Switching between the OS versions is super easy. There's a shortcut to called System Picker - and I just pick a system and then restart and boom, I'm in the selected OS. Mac OS 8.1 takes a bit longer to load than the others, but that's probably cause it was never supposed to work on this machine in the first place, which is cool.
Finally, my guy left me a little Welcome note (written in SimpleText) on the desktop with some tips, like how to set the correct date in the Control Panel now that the battery's gone, as well as how to enable 32-bit addressing to make use of the 128 MB RAM (as 24-bit addressing has a 16 MB limit).
This was all-around fantastic customer service, facilitated via shared nerdy interests on the Internet.
Finally! What we've all been waiting for! Here are some early highlights and delights among the apps on my SE/30.
A true classic, written by Bill Atkinson himself. Without MacPaint, I would posit there would be no Mario Paint, so I'm forever grateful.
Another Atkinson wonder. I'm pretty sure that the original version of Myst was just a HyperCard stack. As an amateur Tools-For-Thought-o-phile, I'm excited to poke around here and make something as weird as my brain.
To that end, I bought the HyperCard manual on eBay.
There are songs and you can play them on your computer. And even write your own. This feels like the origins of GarageBand or Logic, but for people who understand music notation (not me -- yet!)

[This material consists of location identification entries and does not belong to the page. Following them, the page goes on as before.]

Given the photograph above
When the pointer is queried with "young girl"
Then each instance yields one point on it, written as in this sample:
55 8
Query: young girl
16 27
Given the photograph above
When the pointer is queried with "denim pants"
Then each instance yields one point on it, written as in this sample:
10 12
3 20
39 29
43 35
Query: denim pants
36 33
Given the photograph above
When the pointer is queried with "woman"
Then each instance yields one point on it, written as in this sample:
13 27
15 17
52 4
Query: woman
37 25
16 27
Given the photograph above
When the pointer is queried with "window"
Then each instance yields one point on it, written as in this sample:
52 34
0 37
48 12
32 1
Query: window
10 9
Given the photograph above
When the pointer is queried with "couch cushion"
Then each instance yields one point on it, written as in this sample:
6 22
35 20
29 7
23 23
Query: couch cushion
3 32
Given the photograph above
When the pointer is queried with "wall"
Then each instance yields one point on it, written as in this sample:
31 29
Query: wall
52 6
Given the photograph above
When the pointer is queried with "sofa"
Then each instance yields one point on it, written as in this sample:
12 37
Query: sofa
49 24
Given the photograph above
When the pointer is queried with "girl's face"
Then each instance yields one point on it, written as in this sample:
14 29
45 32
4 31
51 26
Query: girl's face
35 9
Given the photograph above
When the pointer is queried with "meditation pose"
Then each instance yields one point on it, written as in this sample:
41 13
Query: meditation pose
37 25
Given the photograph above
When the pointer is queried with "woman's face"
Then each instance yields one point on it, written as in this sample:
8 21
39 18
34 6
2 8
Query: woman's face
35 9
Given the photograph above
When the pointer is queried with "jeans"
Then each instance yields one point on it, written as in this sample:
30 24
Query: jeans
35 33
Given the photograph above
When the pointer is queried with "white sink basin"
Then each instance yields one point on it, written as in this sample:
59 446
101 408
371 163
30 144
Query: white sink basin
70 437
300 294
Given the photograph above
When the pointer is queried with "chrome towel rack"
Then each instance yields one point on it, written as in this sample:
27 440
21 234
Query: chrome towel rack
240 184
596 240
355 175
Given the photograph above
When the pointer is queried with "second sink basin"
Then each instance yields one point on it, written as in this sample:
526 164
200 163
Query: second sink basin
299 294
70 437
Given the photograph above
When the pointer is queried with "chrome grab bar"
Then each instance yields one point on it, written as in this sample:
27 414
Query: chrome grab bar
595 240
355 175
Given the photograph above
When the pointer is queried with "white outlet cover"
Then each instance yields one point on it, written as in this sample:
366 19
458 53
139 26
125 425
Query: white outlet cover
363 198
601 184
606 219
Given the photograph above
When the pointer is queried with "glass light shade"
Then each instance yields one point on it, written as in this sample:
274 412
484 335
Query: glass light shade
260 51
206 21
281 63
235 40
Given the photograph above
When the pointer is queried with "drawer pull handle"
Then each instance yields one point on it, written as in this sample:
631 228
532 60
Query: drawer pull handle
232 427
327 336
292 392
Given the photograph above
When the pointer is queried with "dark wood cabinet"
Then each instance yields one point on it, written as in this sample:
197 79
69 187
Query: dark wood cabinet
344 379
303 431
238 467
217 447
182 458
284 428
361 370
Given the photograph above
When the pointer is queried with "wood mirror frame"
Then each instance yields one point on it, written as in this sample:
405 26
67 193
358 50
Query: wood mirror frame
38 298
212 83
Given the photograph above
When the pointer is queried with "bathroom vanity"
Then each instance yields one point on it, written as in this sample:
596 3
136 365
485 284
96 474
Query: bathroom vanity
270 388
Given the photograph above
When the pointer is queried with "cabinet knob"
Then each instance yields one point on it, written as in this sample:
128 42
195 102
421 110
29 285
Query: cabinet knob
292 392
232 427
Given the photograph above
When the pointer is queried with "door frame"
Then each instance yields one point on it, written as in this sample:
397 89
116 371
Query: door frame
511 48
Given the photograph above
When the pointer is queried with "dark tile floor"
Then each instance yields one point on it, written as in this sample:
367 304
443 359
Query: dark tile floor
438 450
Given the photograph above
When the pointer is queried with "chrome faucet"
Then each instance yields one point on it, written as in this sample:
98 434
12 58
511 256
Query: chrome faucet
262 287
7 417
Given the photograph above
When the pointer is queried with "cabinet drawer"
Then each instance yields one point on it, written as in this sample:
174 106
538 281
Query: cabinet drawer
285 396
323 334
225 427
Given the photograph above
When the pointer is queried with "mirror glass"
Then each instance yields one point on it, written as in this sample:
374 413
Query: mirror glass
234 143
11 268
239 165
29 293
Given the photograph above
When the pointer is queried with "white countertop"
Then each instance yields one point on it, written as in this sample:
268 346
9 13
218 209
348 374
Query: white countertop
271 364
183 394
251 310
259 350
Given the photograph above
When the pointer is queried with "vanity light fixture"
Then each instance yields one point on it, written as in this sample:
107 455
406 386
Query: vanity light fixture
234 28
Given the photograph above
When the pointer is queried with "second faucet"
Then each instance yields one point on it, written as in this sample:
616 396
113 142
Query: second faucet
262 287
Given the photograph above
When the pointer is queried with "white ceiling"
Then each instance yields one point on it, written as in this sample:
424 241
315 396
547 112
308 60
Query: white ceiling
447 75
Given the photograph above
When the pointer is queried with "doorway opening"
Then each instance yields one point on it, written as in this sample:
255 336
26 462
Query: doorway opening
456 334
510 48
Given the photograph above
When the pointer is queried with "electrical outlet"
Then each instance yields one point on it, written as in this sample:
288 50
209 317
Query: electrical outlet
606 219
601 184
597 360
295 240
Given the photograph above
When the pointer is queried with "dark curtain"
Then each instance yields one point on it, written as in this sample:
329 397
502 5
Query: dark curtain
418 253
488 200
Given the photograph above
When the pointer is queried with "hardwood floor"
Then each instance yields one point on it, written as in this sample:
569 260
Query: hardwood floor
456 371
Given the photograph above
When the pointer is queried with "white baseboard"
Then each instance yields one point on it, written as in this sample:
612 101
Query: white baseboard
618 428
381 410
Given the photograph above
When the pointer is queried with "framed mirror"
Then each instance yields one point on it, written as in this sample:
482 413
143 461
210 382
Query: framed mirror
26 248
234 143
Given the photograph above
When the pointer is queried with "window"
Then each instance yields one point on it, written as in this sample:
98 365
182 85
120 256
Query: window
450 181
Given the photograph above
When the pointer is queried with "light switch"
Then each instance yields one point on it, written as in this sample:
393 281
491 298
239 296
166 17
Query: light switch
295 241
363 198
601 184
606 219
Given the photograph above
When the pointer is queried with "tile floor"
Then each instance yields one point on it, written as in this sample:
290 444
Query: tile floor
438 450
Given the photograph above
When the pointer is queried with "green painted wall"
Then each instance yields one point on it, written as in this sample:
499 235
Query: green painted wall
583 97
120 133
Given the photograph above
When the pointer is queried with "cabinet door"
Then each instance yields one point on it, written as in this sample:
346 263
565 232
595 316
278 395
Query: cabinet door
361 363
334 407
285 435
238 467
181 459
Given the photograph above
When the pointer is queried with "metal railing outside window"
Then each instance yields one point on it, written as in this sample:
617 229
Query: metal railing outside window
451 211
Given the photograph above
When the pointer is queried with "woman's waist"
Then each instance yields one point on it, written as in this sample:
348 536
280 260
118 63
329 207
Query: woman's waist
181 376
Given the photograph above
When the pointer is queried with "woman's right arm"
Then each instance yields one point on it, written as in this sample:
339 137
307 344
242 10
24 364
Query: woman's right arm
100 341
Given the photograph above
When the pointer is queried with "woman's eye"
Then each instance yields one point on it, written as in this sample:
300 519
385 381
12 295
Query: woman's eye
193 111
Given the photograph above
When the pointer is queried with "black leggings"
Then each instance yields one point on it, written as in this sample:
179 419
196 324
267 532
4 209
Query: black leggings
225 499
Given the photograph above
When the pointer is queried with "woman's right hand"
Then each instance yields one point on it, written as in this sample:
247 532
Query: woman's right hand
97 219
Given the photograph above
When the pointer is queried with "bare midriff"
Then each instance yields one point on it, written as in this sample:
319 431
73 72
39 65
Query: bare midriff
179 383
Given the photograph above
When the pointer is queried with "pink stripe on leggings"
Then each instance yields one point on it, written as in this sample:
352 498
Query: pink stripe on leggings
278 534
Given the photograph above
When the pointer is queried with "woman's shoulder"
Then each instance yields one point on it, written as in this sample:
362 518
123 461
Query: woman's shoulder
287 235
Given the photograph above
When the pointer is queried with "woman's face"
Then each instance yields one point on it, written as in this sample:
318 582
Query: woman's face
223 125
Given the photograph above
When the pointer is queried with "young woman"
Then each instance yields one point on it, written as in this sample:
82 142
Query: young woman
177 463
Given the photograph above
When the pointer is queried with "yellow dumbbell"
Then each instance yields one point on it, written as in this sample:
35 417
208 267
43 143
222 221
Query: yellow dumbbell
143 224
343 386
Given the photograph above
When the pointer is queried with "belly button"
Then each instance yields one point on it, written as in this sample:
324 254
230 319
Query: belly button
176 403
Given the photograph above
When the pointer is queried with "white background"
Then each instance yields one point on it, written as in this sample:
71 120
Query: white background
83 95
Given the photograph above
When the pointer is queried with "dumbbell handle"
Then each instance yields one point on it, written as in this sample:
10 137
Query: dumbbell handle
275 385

What Mac would be complete without a copy of BBEdit? I'm excited to figure out how to code up some stuff on this Mac soon. I don't even know what language that would be in... Objective C? Smalltalk? I need to do some more research.
The music, just as good as I remember. The graphics, not so much.
The game that birthed an utterly time-consuming franchise for many of my close friends. I'm worried about diving in too deep here.
Yes, Mom, this has Oregon Trail.
Everyone's favorite screen saver application! And I get it. I've already spent over an hour reminding myself of all the different options. I probably should have mentioned this before, but this isn't my first rodeo with compact Macs. My Uncle Sean had one, and my cousins and I spent hours playing games on it in their attic bedroom.
Here's my current ideas list for Mac SE/30 projects:
Send me your ideas or old floppies, please.
This is my personal computer. My data lives here. Not on the internet. When I turn this on and play Tetris, I can see my friend Steve's high score from last week on the leader board, when he visited me and I forced him to play this thing.
The Mac SE/30 feels "personal" in a way that my swappable, cloud-backed-up phone and modern laptop just don't. They're dumb terminals, but this is MY smart computer.
I now get the love for the Apple Extended Keyboard II. Also, plugging the one-button mouse into it is also weird and cute.